Examples of customer-sharing organizations

And in detail. This encompasses:


LEGO

The Game Stones Company. Developed robot kits and learning kits in collaboration with customers.

  • Apps transformed into products

  • Ideation

  • Strategic planning


National Instruments

Mechanical engineering software development company (robotics and more). Served as the intermediary between LEGO and customers and engaged teachers and parents in LEGO-based education and other projects.

  • Ideation

  • Implementation consulting


Staples

A small company selling office equipment to small-medium organizations. Conducted extensive observations to gain a better understanding of the customer perspective.

  • Ideas for service improvement

  • Collaborative planning


Hallmark

Greeting card company. Managed a loyalty club website for generating card ideas, jokes, and titles.

  • Product concept suggestions

  • Implementation consulting


FORCE

A health food company.
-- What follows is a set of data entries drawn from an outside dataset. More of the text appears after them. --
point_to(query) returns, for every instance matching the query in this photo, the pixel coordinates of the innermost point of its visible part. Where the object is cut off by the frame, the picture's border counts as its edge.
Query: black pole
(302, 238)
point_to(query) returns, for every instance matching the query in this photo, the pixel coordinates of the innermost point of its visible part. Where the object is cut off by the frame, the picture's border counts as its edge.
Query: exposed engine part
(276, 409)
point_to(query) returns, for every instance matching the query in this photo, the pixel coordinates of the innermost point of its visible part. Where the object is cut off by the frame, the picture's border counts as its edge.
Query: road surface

Managed a closed website of customers who acted as a community among themselves.

  • Marketing ideas and desired product perception


Bob the Builder

Children's toy company. Managed a customer club website + mothers' diaries to follow.
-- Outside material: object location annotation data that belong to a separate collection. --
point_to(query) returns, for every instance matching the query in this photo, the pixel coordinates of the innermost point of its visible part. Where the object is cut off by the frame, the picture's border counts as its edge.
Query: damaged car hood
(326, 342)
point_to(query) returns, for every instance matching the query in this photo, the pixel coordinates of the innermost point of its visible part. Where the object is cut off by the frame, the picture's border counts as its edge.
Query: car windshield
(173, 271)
  • Evaluation of prototypes of cubes and their potential applications


KOKO Fitness

A company selling unique weight loss fitness devices. Planned and refined the product based on customer feedback.
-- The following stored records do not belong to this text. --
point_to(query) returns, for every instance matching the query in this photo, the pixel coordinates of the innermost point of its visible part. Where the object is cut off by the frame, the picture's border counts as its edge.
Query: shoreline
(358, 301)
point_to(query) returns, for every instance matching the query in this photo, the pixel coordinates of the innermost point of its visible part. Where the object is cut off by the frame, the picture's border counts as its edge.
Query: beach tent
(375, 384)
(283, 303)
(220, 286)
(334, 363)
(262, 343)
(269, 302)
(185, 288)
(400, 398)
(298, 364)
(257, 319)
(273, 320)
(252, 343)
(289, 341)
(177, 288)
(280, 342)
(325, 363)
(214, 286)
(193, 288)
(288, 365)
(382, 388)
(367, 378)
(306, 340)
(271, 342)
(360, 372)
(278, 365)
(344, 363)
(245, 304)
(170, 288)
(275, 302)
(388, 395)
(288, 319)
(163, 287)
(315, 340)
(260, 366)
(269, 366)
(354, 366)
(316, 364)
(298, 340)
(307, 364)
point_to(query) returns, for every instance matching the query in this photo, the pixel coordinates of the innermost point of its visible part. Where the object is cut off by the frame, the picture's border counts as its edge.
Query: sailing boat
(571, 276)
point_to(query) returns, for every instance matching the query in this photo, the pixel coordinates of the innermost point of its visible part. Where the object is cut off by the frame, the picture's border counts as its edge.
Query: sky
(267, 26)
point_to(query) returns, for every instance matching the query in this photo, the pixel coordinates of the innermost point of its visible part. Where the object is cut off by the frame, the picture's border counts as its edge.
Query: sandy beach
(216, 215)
  • Product and interface planning


SOUP

Loan sites are where people lend to each other.

  • Business model planning


Tripod

Manage people's sites and blogs.

  • Customer-generated content


American Institute of Physics

Scientific Journal.

  • Customer-generated content

  • Article Approvers – Customers


Cisco

Communication software company. Built a community of customers.

  • Troubleshooting by customers for other customers


Amazon

A company selling books and products on the Internet. Allowed customers to comment and rate goods on the site.

  • Content – reviews and ratings of products and books by users


IgoUgo

A website with travel information.

  • Content – entirely based on customer contributions.


Flickr

Image website.

  • Content – entirely based on customer contributions

  • Flickr-based applications


BBC

Telecommunications company (wide media – television, news, and more).

  • Applications based on customer ideas

  • Collaborative planning with customers


Mozilla Firefox

Open-source software - browser, email software, and more.

  • Software testing

  • Software Development

  • Marketing the software


Open Source PBX

Open-source software – for self-development of telephony software.

  • Developing part of the software


Changes

BiOS - a common technological platform for ideas and technological developments in biotechnology.

  • Shared customer-generated content


Wikipedia

Shared online encyclopedia.

  • Customer-generated content

  • Editing and correction of content - ditto


NIKE, Adidas, Converse, Reebok

Companies that allow self-design of sports shoes.

  • Planning


BMW, Volvo

Companies that allow self-design of car models.

  • Planning


Build-A-Bear

Toy teddy bear workshop company.

  • Planning and implementation


GE ColorXpress

Design and manufacturing services for products by GE. Set up a visitor center where you host and save designs, applications, and content.

  • Planning and implementation


SIX

A company that advises clients on financial and other planning plans for their future.

  • Ideas for content used in scenarios in the company's consulting toolkit.


National Semiconductor

A company that sells hardware equipment for telephony and computing (analog interfaces). Developed an environment where you can learn about components and applications that others have used.

  • Content

  • Applications


Threadless

A company that sells shirts over the Internet. Developed loyalty clubs and software competitions for design and t-shirt titles.

  • Content - Design and titles


Muji

A company for cheap and simple designed products.

  • Planning


Karmaloop

A venture to sell unique fashion needs to young people. Created a customer club.